Towards OS9 operating system on P2?
Hi forum members,
P2 has 512k memory and can do multitasking with it's 8 cogs, so I am thinking about times, when this was plenty of memory.
A realtime operating system, that works with 512k, has plenty of software available, can do multitasking, would be OS9, written for 6809 CPU and used for Tandy Coco3 computers, which led to a rather large amount of software. (I had been thinking of CPM/68k, but there is not much software for this platform and it cannot do multitasking. Os9/68k is not available.)
Access for 512k is done via a MMU tcc1041 in the Coco3.
So the idea is to emulate at least the 6809, the MMU, the main timer, and 2 ACIA 6522 (for which there a drivers in OS9/Nitros9). In an additional step the video system, which is designed for multiple windows, could be emulated. I think, it should be possible to directly boot into OS9 on a SD card, without a Coco3 Rom. As far as I understand, there is no bios. Hardware is handled by by device drivers.
Starting points are:
A PC emulator, written in C, part of: https://github.com/VCCE/VCC/releases
The "Ease of Use" project of Nitros9, which is a free version of OS9 and comes with a predefined harddisk image. lcurtisboyle.com/nitros9/nitros9.html
Plenty of informations: https://colorcomputerarchive.com/repo/
https://lomont.org/software/misc/coco/Lomont_CoCoHardware.pdf
Actual status is, that I was able to extract the 6809 and MMU emulators from vcc and compile them with FlexProp. A tiny mod in the emulator to split the case construct into 4 parts makes FlexProp generate a jump table. (Big ups for FlexProp!) Hardware port registers are in the range >$ff00, where a routine or a second cog could grab the values from the ACIA for serial transmit. Interrupts are polled before each operation of the 6809. This core of an emulator can load and execute a minimal 3 instruction loop.
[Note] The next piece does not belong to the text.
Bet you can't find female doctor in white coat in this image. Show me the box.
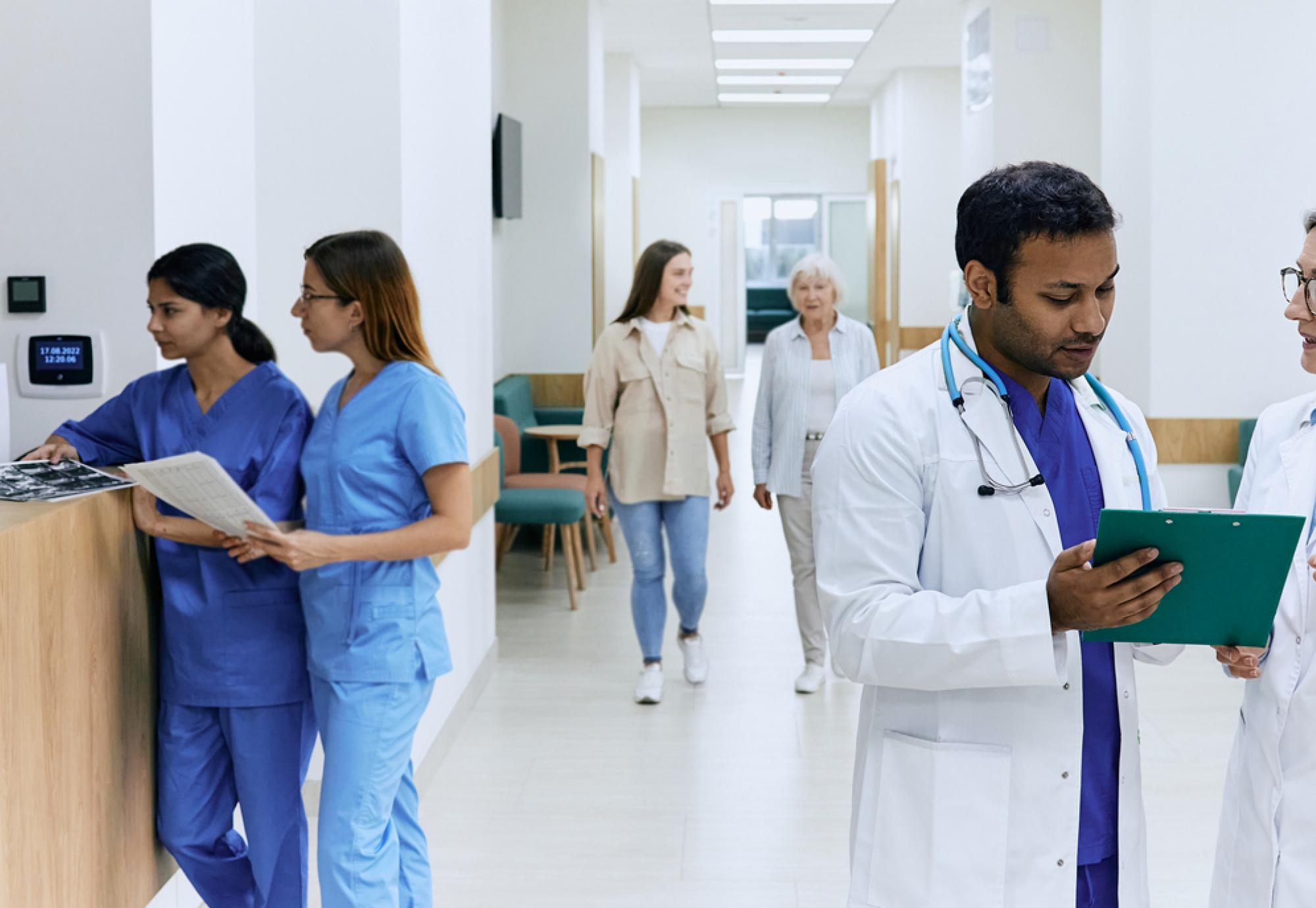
[1211,211,1316,908]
Unfortunately a NOP instruction, which would be 2 cycles, needs 714 cycles without MMU and 938 cycles with MMU. So a kiss board @200MHz is only about 1/4 the speed of the original (1.8MHz) with this code. I have been staring at the source code and the listings, but there is nothing obvious for me to make NOP faster. (The condition flags seem to be in an array, so there is perhaps some speed gain possible, but NOP does not touch these of course.)
INCB needs 1083cycles with MMU instead of 2. 1083 is only 150 more than NOP, so the time seems to be lost outside of the actual emulation of the instruction.
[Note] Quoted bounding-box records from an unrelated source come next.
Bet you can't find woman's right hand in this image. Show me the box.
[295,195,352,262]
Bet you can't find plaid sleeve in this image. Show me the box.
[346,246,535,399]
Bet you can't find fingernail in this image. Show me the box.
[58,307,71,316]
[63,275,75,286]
I think, the emulated machine should/must be at least as fast as the original to be fun or useful.
Any thoughts or comments?
Christof
Comments
If you post something that flexspin can compile as-is, I could look at where bottlenecks are...
But the actual solution to that sort of thing is to write it from scratch in assembly, making use of EXECF and hand-tuned assembly. Check macca's 6502 core or my SPCcog Sony SPC700 core) for similar 8bit CPU implementations. I just calculated it, SPCcog's SPC700 takes up to 66 cycles to run a NOP from RAM, (whose implementation is a single line
_ret_ sub sp_cycles,#1
), a lot of which is spent in the memory handler reading the opcode. The SPC700 NOP is also 2-cycle, so that's the equiv. of a 6MHz processor on a 200MHz P2 (which turns out is enough leeway to run it at 1Mhz alongside the S-DSP emulation in the same cog).Well, I already have had a look at Macca's emulators. I would need HUGE time to do something like this....
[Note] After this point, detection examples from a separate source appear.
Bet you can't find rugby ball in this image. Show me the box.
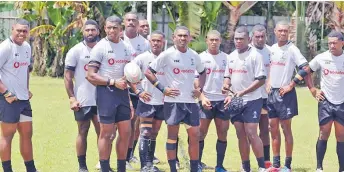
[124,62,143,84]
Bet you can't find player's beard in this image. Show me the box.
[84,36,98,43]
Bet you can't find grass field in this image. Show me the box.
[6,77,338,172]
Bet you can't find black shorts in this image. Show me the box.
[96,86,131,124]
[318,99,344,126]
[135,100,165,120]
[200,100,230,120]
[231,98,263,123]
[0,96,32,123]
[164,102,201,126]
[74,106,97,121]
[267,88,298,120]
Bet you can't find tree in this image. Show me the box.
[222,1,257,54]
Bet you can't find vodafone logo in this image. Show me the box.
[324,69,330,75]
[13,62,29,68]
[207,68,211,74]
[173,68,180,74]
Here is my attempt with Vcc so far, if you would like to have a look at it. Main code is P2Vcc.c
Perhaps there is some way to split MC6809Exec() into tasks for more than one cog?
Is there a way to define the variables in a way, that they can be accessed via inline assembler with their names? I think, that the MMU access Memwrite8() and MemRead8() could be done via inline assembler perhaps? (I have yet to learn to use inline assembler with FlexC...)
I just woke up and this still feels like a dream. Do you have the SAM or the MMU part of the GIME working? Either way WOW! WOW! WOW!
I am down for this. Two years ago now, I started working on adding a P2 to a real CoCo3. Looking to augment the CoCo SDC (not replace) with an I/O board that would add a 2nd monitor, SID chip, 6551 ASCIAs, PC Keyboard, and Hi-Res joystick adapter via a PC mouse, and have a an expansion to add click boards.
Being a fanboy of OS9/NitrOS9 and the CoCo, I want to help.
Main issue is that all the registers are global variables (-> hub ram). That generates a lot of add/access/sub sequences. Worse the hub layout ends up so that they are very far into the data section, so it will actually do augs/add/access/augs/sub every time. AFAIK there isn't a way to put a global into cog ram... @ersmith ?
Took me like, a long weekend for both the Z80 and SPC700. It's not that bad.
Added a link in the first post.
Thanks, Ada, for your fast response!
(I am not a professional programmer, so all of this is something like a foreign language....)
What I don't understand, is where the time for NOP gets lost apart from MMU.
If I start MC6809Exec(140), then it is 43033 P2cycles for 10 loops (140 cycles) that would be 0,65MHz with MMU.
Just calling MC6809Exec() seems to need 300 cycles??
Hi Terry,
well, this is not my code as you can see. I only use vcc with some tiny modification. And perhaps this has to be restarted from scratch using assembler, because it might be at a dead end using C. Though I still wonder, if the code could be split up to use more than 1 cog and using some inline assembler....
I just told you - all the variables are in hub, thus something as simple as incrementing the PC register will compile into a 7-instruction sequence like
instead of smth like
Then there's overhead from pushing/popping stack frames when calling non-leaf functions.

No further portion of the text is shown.